Il est anormal de voir les sociétés non-pétrolières participer à hauteur de 2.637 millions de dinars (2019) soit 21% des impôts directs. Les sociétés pétrolières 1.298 millions de dinars (2019) soit 11% des impôts directs. Les salariés continuent à supporter le plus lourd fardeau des impôts directs 8.525 millions de dinars (2019) soit 68% des recettes totales. Inconcevable ! C’est un déséquilibre abyssal qui ne peut plus continuer. Il est temps d’y remédier. Ne parlons pas des professions libérales, fortement rémunératrices mais qui paient des miettes au service du fisc chaque fin d’année.
6- Fiscalité- impôts indirects :
Il en est de même pour ce qui des impôts indirects (droits de douane, TVA, droits de consommation…). En 2019, on a pu recueillir des droits de douane pour 1.343 millions de dinars soit 8% des impôts indirects (16.622 millions de dinars) et seulement 5% de l’ensemble des impôts directs et indirects. Insignifiant.
Une réforme totale de la douane est à engager urgemment en parallèle avec l’extirpation des contrebandiers qui accaparent 60% des échanges commerciaux, privent l’Etat de recettes douanières et fiscales importantes, ne recrutent même pas et dont l’argent ne passe pas à travers le circuit bancaire.

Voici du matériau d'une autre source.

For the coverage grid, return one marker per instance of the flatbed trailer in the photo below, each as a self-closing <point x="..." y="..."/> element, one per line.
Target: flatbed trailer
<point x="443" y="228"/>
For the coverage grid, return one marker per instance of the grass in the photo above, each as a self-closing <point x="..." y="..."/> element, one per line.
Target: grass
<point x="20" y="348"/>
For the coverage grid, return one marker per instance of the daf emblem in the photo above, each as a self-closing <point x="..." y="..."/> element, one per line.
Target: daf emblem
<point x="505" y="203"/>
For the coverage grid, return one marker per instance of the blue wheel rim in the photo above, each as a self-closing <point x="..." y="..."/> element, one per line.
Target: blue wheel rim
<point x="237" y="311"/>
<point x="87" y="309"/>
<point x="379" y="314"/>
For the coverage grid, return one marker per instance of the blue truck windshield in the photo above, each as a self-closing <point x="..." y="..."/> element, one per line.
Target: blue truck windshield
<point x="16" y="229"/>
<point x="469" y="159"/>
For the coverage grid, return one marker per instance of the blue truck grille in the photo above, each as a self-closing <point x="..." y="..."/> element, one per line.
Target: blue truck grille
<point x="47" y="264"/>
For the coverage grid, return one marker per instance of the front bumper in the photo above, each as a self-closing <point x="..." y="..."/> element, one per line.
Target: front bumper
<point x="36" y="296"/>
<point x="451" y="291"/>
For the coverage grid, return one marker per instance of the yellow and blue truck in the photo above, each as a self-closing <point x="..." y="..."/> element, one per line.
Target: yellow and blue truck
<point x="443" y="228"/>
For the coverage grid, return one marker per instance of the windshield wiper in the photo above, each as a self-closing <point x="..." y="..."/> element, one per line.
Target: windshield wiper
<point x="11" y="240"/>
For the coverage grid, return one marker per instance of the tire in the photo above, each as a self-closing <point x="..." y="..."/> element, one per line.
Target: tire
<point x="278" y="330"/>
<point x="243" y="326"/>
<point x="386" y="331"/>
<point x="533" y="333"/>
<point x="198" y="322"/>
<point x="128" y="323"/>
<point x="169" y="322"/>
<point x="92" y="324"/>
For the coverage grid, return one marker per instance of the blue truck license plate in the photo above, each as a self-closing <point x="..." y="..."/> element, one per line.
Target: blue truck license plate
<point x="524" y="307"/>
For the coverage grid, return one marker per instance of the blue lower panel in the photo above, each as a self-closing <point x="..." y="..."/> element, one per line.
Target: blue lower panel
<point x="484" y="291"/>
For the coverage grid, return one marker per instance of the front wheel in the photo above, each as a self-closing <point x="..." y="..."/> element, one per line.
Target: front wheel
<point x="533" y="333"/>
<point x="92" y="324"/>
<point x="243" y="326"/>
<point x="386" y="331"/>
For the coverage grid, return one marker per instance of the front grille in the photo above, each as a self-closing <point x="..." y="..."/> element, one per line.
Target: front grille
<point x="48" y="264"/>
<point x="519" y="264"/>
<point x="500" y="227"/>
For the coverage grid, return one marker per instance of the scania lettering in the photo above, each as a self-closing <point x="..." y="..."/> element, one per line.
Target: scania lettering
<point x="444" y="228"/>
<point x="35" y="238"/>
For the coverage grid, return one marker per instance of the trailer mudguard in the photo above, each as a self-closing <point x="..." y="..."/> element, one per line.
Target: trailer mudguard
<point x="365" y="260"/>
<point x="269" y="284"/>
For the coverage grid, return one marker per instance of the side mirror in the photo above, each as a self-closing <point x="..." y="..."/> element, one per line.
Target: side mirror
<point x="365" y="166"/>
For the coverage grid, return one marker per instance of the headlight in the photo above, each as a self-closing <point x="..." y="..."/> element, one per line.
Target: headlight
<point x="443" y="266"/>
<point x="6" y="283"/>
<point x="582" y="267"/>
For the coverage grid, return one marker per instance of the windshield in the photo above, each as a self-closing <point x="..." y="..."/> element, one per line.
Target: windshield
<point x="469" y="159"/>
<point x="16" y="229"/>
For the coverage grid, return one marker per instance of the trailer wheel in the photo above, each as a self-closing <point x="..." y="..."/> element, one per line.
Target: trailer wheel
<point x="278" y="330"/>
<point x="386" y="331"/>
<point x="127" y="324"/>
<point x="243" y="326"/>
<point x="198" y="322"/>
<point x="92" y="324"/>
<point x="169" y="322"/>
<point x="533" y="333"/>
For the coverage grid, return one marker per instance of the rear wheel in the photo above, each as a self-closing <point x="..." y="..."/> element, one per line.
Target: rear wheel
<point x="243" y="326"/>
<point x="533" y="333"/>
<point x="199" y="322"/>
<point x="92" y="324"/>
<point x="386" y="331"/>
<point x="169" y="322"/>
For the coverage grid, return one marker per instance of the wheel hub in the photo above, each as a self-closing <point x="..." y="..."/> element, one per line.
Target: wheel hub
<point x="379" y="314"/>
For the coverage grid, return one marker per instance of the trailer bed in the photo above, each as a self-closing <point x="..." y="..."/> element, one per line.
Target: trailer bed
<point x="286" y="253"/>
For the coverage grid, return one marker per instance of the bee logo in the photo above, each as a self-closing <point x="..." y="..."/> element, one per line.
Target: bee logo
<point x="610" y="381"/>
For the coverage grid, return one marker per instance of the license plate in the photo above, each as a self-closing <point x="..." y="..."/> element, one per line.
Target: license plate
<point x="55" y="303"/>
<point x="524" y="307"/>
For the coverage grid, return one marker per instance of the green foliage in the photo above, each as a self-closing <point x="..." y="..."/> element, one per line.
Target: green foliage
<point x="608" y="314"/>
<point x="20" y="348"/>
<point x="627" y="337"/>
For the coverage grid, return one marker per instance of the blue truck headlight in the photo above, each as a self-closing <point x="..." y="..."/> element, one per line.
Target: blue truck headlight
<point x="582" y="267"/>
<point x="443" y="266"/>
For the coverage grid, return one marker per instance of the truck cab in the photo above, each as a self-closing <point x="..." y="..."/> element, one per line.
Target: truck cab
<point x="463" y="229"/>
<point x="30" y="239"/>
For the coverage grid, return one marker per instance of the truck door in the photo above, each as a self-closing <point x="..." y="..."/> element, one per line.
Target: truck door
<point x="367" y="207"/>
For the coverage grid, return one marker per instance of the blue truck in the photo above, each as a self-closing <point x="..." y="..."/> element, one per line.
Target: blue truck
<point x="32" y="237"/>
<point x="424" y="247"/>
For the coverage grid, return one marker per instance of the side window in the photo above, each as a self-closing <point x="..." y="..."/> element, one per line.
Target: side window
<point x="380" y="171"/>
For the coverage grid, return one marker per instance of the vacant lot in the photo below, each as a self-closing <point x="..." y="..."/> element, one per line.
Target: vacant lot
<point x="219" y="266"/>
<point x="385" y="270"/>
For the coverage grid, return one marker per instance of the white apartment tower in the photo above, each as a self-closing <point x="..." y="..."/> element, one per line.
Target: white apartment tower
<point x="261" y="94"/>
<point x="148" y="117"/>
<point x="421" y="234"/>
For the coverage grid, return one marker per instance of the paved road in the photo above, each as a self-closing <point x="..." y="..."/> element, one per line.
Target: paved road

Certains contrebandiers ont gagné des sièges à l’Assemblée des représentants du peuple (ARP) pour y défendre leurs intérêts et il devient difficile de les en faire déguerpir.
Conclusion :
Depuis l’indépendance du pays, en 1956, nos administrateurs qui ont appris le métier des Français, n’ont pas changé de méthode de travail. J’étais dans les rouages de l’administration et je sais comment ils travaillent. Ils prennent tous les agrégats économiques un par un et modifient les chiffres à la hausse pour atteindre une croissance théorique qui n’a rien à voir avec la réalité. Ils ne font jamais de comparaison entre les prévisions et les réalisations, ni même les réalisations de l’année en cours avec celles de l’année précédente. Ils n’expliquent jamais les écarts positifs ou négatifs. La manière d’établir les budgets est toujours la même sans aucun changement notoire. «La folie est de toujours se comporter de la même manière et de s’attendre à un résultat différent», disait Albert Einstein.
Le management d’un pays ou d’une entreprise est une science où les connaissances résultent de la réflexion sur les expériences, les succès comme les échecs. Il suffit d’avoir à l’esprit les 5 fonctions du manager selon Fayol (prévoir, organiser, commander, coordonner et contrôler). Les nôtres ne savent rien et ne maîtrisent rien. Les neuf gouvernements qui se sont succédé depuis 2011 se retrouvent chaque année avec un budget amoindri. Ils sont obligés d’ouvrir la fenêtre de tir et de rabaisser leurs prétentions excessives.
Avec le Covid-19 aux conséquences néfastes sur l’économie tunisienne, faut-il rectifier le tir et ajuster son budget 2020 à la réalité tant qu’il est temps ? Pensez-y SVP. Engagez des réformes. N’ayez pas peur. Ne tremblez pas. Ce que vous nous aviez demandé, on l’a fait en bon citoyen sans renâcler ni ergoter : confinement, arrêt de travail, aides, dons en espèces et en nature, retenue d’une journée de travail… Qu’attendez-vous encore de nous ? Faites votre part du travail, bon sang !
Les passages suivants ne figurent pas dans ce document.